The night I visited, our server explained that the dishes on the opening menu covered a lot of “heavy hitters” from the Grey—but as Bailey and Kittrell find their footing, you can likely expect to see even more Austin on the menu, especially since port-city Southern loses its luster in a landlocked town. Instead, it might veer a bit closer to French soul food. How else do you categorize dishes like foie gras and grits or clams and dumplings?
A Taste of the Menu
Whether you’ve seen these dishes at the Grey or not, they’re freshly conceived here, starting from the top. You could easily go with a selections from the starters to make a meal. One of the very best deviled eggs in the South can be found here, topped with smoked trout roe but there’s also a fried ugali served in a pool of fiery salsa macha—it’s made from finely ground cornmeal that’s cooked down to a porridge, and then crisply fried, giving it a creamy interior that tastes just a bit like popcorn. The roasted carrots might be a sleeper hit. Set over a bed of farro and barley, they’ve still got a bit of bite and offer a good kick of heat thanks to a shower of berbere spice. There’s also beef tartare with a golden orb of egg yolk and a few dollops of bottarga mayo, chicken wings served along with a feta vinaigrette, and seafood boudin with potato salad, once a staple on the Grey’s menu.

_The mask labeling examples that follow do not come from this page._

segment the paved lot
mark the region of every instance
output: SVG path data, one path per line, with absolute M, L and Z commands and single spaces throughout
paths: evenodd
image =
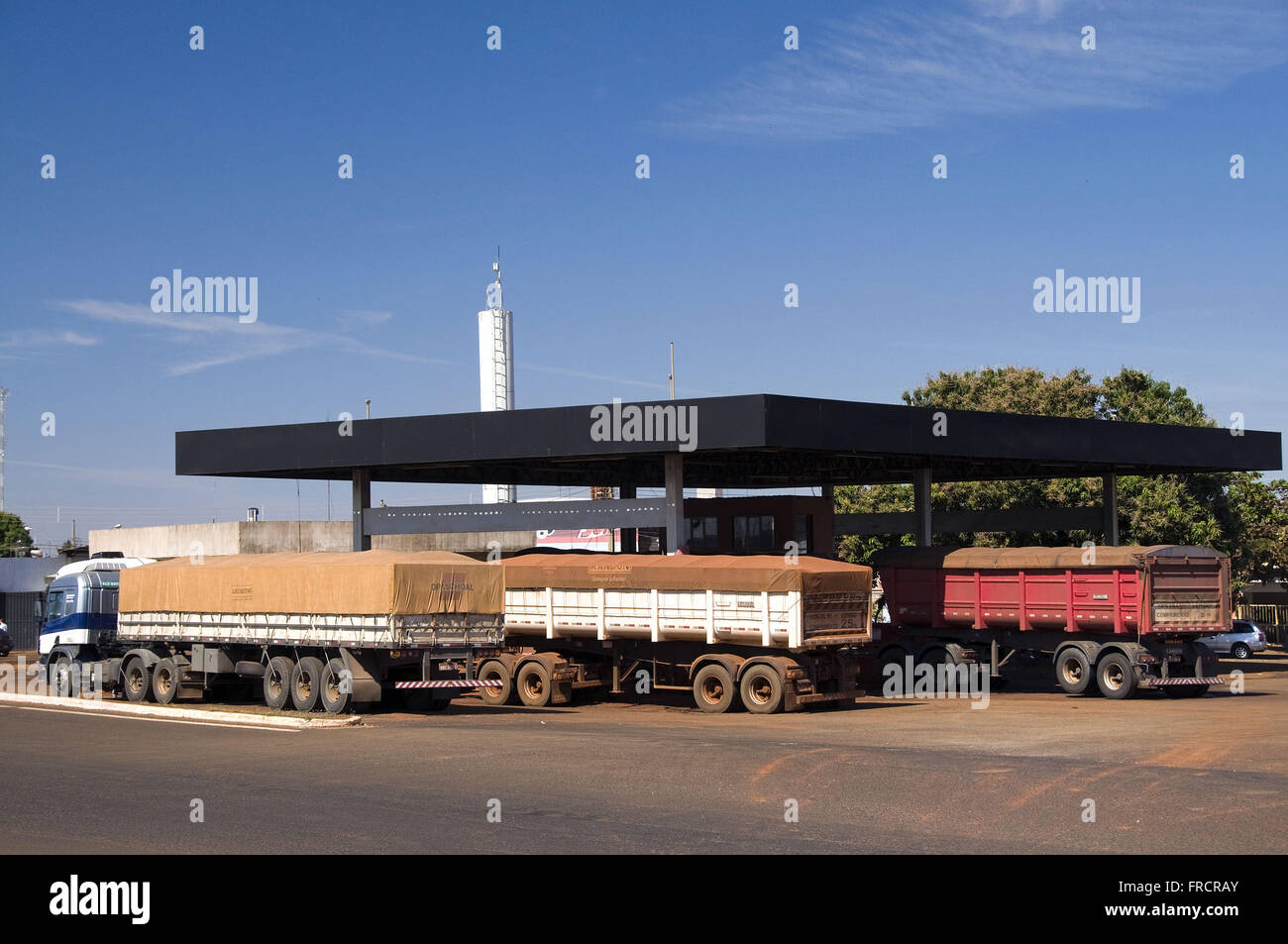
M 299 733 L 5 706 L 0 851 L 1283 853 L 1288 659 L 1231 668 L 1247 694 L 1115 703 L 1034 676 L 983 711 L 773 717 L 462 698 Z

The plates offer a bit more heft for one or a nice shareable size for two. Those clams and dumplings are exactly as comforting as they sound, with the doughy dumplings resting in and around a bed of littlenecks, all swimming in an unctuous pesto broth with a pair of garlic-slathered toast points for dunking. Shrimp and Carolina Gold rice, also a favorite from the Grey, is cooked up in a seafood-fortified potlikker for a hint of the sea, plus bits of aged Surryano ham and peas to add texture. Next time, I’ll be back for the chicken fried quail, which gets splayed over bed of grits, or the lamb crepinette, whose origins at the Grey had me wondering why we aren’t all playing with caul fat.
Though the menu does pull from Bailey’s greatest hits, it’ll only develop roots from here, and, with time, it’ll naturally fold itself into and around the Austin food scene to develop a storyline of its own. It goes without saying that it’s all about the team here. As the most recent winner of the James Beard Award for Outstanding Chef, Bailey is primed to continue writing her legacy in this other corner of the South. No translation needed.